Historically, the concept of “blood” as a symbolic proxy for ancestry has been a key element of defining political identity, as well as shaping social and ethnic identity. Now, in the Genomic Age, symbolic blood has been reconceptualized as a scientific truth which can be revealed or verified through genetic ancestry testing. Previous scholars have discussed the way identity has become essentialized as biological through both academic and public discourse on genetic ancestry. However, few scholars have examined the relationship between various narratives of ancestry and identity. This multi-generational, single family case study serves as a point of departure for these discussions. Genetic data on ancestry is examined in concert with oral family history, obtained through individual interviews, and document-based genealogical research.
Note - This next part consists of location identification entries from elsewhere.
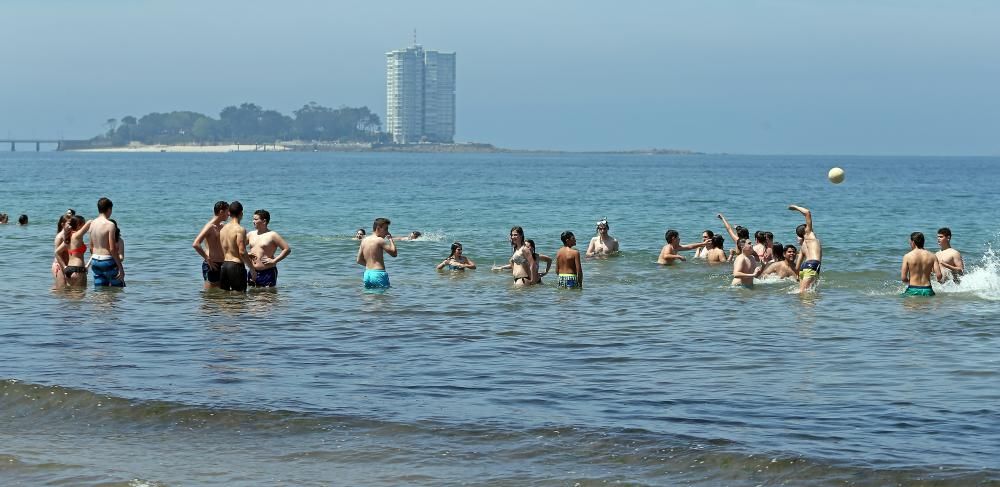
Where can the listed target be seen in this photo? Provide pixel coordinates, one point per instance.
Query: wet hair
(118, 231)
(104, 205)
(718, 241)
(76, 221)
(520, 231)
(456, 245)
(533, 253)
When compared, these biological, oral, and historical narratives invite a dialogue regarding how biological understandings of ancestry may conflict with or complement previous constructions of both personal and family identity. Based on this multi-component analysis, scholars who seek to understand genetic population histories should also consider non-biological narratives of individual, family, and community identity. Within the larger context of molecular anthropology research, this study brings to light how biological anthropology may privilege biomolecular understandings of identity and group membership over other socially constructed definitions, and what information is gained or lost as a consequence. This family-based analysis also provides insight into the larger-scale relationship between genetic population history narratives and oral or historical narratives.